Ex Parte Davis - Page 5


                  Appeal No. 2006-3204                                                               Page 5                     
                  Application No. 10/057,629                                                                                    

                  Appellant cites Hidaka,4 Nguyen5 and Salen,6 all of which teach that HMG-CoA                                  
                  reductase inhibitors such as lovastatin and pravastatin are ineffective in the                                
                  treatment of sitosterolemia.                                                                                  
                          Thus, Hidaka teaches that “[p]ravastatin had little effect in a sitosterolemic                        
                  patient on plasma levels of sterols, where cholestyramine decreased the plasma                                
                  levels of both cholesterol and cholestanol.”  Hidaka, abstract.  Salen teaches that                           
                  “[l]ovastatin, a competitive inhibitor of cholesterol biosynthesis that is widely used                        
                  in the treatment of hypercholesterolemia has been tried but has not been an                                   
                  effective treatment in sitosterolemia.”  Salen, page 952, paragraph bridging the                              
                  two columns.  Nguyen also teaches that lovastatin is “ineffective” in the treatment                           
                  in sitosterolemia.  Nguyen, page 1942, first column.  Moreover, Nguyen suggests                               
                  that differences in responses may be used diagnostically.  Specifically, Nguyen                               
                  teaches that “[t]he therapies with cholestyramine and lovastatin not only support                             
                  our contention of the fundamental abnormality in the regulation of cholesterol                                
                  biosynthesis that underlies sitosterolemia, but the response to these therapies                               
                  can also be used to detect sitosterolemia. . . .  Therefore, the failure to respond                           
                  to lovastatin and a substantial response to cholestyramine may suggest                                        
                  sitosterolemia . . . .”  Id. at page 1946, second column.                                                     

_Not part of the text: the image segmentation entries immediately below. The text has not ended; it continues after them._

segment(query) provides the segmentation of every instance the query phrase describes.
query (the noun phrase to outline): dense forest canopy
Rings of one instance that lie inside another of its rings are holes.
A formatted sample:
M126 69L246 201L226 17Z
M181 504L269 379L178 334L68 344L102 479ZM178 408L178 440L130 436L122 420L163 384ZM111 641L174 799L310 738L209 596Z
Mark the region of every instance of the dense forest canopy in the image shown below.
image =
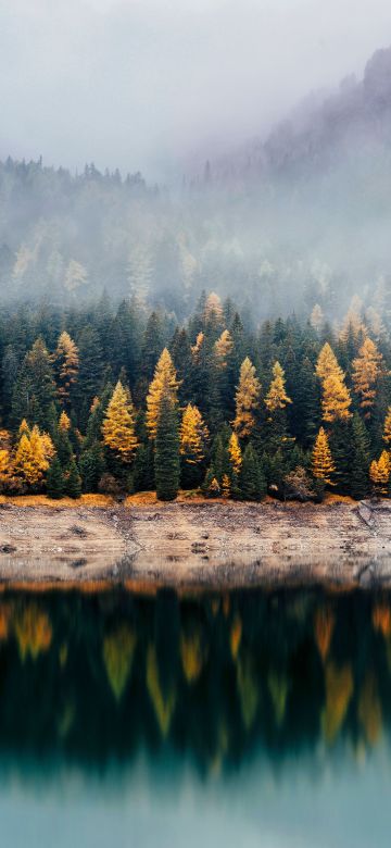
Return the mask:
M316 303L333 320L357 295L389 312L390 57L168 188L93 164L2 162L1 300L70 305L106 290L182 321L214 290L257 322Z
M390 327L355 301L254 328L202 295L178 324L118 307L3 308L0 487L261 500L389 495Z

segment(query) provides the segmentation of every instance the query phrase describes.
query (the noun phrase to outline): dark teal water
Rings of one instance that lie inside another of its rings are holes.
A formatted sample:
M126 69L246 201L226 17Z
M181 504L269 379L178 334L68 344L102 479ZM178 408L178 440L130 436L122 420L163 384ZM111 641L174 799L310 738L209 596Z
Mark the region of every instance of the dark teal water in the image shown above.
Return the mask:
M3 594L20 848L390 844L391 597Z

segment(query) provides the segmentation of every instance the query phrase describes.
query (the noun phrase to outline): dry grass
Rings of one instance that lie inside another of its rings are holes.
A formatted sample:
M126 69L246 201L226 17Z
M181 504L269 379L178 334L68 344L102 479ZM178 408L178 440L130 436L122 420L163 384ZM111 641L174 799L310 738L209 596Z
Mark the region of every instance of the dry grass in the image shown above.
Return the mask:
M177 503L224 503L226 507L236 507L236 501L227 500L226 498L205 498L200 489L180 490L176 499ZM281 503L282 501L276 501L267 495L262 501L263 504ZM61 498L60 500L52 500L46 495L16 495L15 497L9 497L0 495L0 503L12 503L14 507L53 507L55 509L70 509L75 507L96 507L100 509L110 509L115 506L115 500L110 495L81 495L80 498ZM333 503L356 503L353 498L346 495L333 495L327 494L323 504L327 506ZM128 495L124 504L126 507L164 507L164 502L157 500L155 491L138 491L136 495ZM287 501L285 504L287 508L298 508L306 506L298 501Z

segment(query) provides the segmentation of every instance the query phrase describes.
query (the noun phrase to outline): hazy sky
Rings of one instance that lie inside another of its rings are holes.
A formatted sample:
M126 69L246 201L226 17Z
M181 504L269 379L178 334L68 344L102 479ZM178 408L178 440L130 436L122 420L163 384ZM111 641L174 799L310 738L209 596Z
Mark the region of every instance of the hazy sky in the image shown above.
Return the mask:
M0 155L159 176L389 43L390 0L0 0Z

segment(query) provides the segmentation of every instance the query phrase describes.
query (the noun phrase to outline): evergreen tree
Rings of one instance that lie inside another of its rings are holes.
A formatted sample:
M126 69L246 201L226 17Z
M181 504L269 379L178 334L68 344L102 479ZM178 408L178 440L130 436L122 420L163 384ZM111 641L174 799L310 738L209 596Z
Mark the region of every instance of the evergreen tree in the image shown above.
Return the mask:
M255 369L249 357L240 366L240 377L236 401L234 429L239 438L251 436L255 426L255 410L260 403L261 383L255 376Z
M312 469L315 479L319 479L329 486L335 485L332 476L336 472L336 466L332 461L327 433L323 427L320 427L314 445Z
M369 439L357 413L352 420L350 447L350 492L353 498L360 500L368 495Z
M202 462L205 459L209 438L201 412L191 403L188 403L184 410L179 436L182 479L186 488L186 485L195 485L201 479Z
M261 500L266 490L257 456L251 442L243 453L243 461L239 476L239 491L243 500Z
M48 427L54 397L50 356L43 340L38 338L26 353L17 375L12 399L13 421L27 419L30 424Z
M75 460L72 460L70 470L65 476L65 494L70 498L79 498L81 495L81 477Z
M47 474L47 492L49 498L58 500L64 494L64 476L58 457L52 460Z
M147 427L151 439L156 437L162 401L168 397L175 408L178 397L178 381L173 360L167 348L164 348L147 396Z
M68 408L71 394L77 381L79 359L77 347L65 331L59 338L53 362L59 399L64 407Z
M160 402L154 465L159 500L175 500L180 474L179 432L177 408L169 390Z
M99 444L81 451L79 469L83 491L98 491L99 481L104 473L104 458Z

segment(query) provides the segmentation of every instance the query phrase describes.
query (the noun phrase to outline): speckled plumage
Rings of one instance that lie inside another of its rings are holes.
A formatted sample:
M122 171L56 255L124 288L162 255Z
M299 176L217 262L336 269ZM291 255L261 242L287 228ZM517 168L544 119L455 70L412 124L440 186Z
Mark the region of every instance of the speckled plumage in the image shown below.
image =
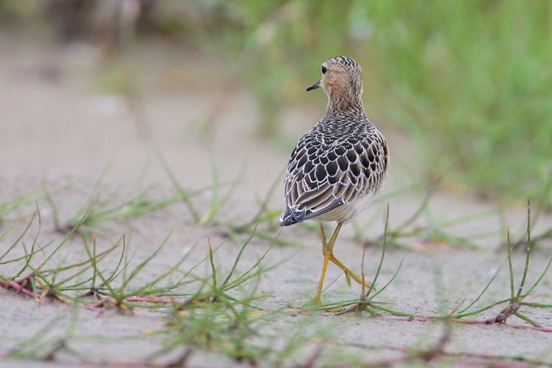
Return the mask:
M282 226L306 220L346 222L369 204L386 177L387 144L364 112L360 66L334 57L322 70L321 81L309 88L322 84L328 107L291 154Z

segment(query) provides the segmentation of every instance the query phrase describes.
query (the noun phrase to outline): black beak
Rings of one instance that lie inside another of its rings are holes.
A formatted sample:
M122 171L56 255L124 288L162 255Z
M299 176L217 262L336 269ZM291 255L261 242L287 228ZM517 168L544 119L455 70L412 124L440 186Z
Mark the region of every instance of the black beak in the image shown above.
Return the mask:
M315 90L316 88L320 88L320 82L321 81L322 81L322 79L319 80L317 82L315 83L312 86L310 86L307 87L306 91L308 92L309 90Z

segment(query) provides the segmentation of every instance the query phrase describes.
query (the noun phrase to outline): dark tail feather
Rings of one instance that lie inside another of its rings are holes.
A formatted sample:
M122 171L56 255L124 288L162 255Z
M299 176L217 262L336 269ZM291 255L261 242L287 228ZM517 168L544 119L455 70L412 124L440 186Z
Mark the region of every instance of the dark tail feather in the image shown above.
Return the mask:
M280 226L288 226L297 222L301 222L301 220L294 217L289 209L286 207L284 212L280 215Z

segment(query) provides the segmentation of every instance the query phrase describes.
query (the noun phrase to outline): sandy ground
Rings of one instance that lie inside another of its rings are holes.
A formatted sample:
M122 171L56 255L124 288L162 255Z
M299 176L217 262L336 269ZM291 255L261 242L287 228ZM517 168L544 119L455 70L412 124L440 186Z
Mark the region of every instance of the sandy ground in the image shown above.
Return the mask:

                                                                                                                                
                  4 Hidaka et al. (Hidaka), “Effects of an HMG-CoA Reductase Inhibitor, Prevastatin, and Bile                   
                  Sequestering Resin, Cholestyramine, on Plasma Plant Sterol Levels in Hypercholesterolemic                     
                  Subjects,” Journal of Atherosclerosis and Thrombosis, Vol. 2, No. 1, pp. 60-65 (1995).                        
                  5 Nguyen et al. (Nguyen), “Regulation of cholesterol biosynthesis in sitosterolemia: effects of               
                  lovastatin, cholestyramine, and dietary sterol restriction,” Journal of Lipid Research, Vol. 32,              
                  pp. 1941-48 (1991).                                                                                           
                  6 Salen et al. (Salen), “Sitosterolemia,” Journal of Lipid Research, Vol. 33, pp. 945-55 (1992).              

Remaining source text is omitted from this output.